Interview with Noam Chomsky in his office at the Massachusetts Institute of Technology, 2010 (This interview has never been publicly seen until now – November 2025)
In an interview recorded in 2010 (but never publicly presented until now), Professor Chomsky, famed as he is, was extremely generous in affording me time for an interview. I had a long list of questions for him, but was caught off guard when I discovered he could – understandably – only give me about a half an hour. I rummaged through my questions and edited them down, fast. (NOTE: The controversial book — deconstructed by Norman Finkelstein — early referenced is FROM TIME IMMEMORIAL, by Joan Peters).
Subjects discussed include Norman Finkelstein, including Chomsky’s respect for his work, Finkelstein’s courage at DePaul University leading to destruction of his career (“exposing the American intellectual class”) as a university professor, Finkelstein’s meticulous criticism of the popular Joan Peters pro-Israel book and the campaign to silence Finkelstein by pro-Israel ideologue Alan Dershowitz. This subject segued to how the Holocaust has become exploited as a political tool by the state of Israel and how, more generally, Gypsy/Roma decimation under the Nazis is not given much attention because the Jewish “Holocaust” – by those who run (as Finkelstein calls it, the “Holocaust Industry”) — is widely considered to be “unique.”
Commentary further includes Chomsky’s perspective that Israel Shahak (a Holocaust survivor, later resident of Israel, and activist for human rights, including Palestinian) and Finkelstein had/have been vilified by intellectual elites in both America and Israel.
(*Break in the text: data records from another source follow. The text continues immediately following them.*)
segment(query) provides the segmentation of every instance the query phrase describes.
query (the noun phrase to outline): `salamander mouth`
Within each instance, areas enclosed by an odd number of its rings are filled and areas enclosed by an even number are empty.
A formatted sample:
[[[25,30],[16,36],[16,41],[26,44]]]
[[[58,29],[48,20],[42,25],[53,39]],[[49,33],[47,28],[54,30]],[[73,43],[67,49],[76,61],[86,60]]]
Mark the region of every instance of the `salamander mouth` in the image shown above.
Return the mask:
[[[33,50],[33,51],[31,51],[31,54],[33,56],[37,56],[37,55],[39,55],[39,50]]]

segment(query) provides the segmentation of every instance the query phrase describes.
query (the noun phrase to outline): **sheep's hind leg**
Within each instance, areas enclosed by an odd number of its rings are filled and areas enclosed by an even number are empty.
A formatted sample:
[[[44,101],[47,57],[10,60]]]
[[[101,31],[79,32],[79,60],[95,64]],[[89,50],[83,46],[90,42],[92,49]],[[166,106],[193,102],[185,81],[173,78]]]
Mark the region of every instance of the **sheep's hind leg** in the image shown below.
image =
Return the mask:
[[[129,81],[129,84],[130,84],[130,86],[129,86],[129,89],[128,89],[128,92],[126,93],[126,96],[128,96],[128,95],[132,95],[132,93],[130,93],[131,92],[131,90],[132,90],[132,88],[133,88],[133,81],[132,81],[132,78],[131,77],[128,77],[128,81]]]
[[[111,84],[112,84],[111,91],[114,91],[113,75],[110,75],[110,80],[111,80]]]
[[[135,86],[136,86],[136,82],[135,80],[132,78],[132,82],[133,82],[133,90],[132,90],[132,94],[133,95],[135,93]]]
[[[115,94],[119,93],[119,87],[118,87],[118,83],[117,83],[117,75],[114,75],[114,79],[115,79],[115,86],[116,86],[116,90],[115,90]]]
Chomsky also discusses how both the Holocaust and the accusation of antisemitism are used as tools to silence free speech dissent, how mainstream Jewish/Zionist interest in the Holocaust – and increased accusations of antisemitism — took on special meaning and attention beginning with Israel’s 1967 war, and how mainstream American Jewry didn’t actually want Holocaust survivors to come to America (!) until that time.
Other topics explored by Chomsky include the accusation of “Jewish self-hatred”, sometimes – in Jewish mainstream circles — the Jewish parallel to being a non-Jewish antisemite. Discussion also includes free speech issues around the loose subject of “Holocaust denial,” especially with laws regarding this subject in Europe.
Further discussion includes Jewish American activism in the Civil Rights movement and how it began to falter (and why), the Haredim (religious ultra-Orthodox Jews) who are largely anti-Zionist, The Anti-Discrimination League (ADL) and its abandonment of dedicated civil rights issues to become a shill for Israel, and Chomsky’s critique of Mearsheimer and Walt’s book THE ISRAEL LOBBY.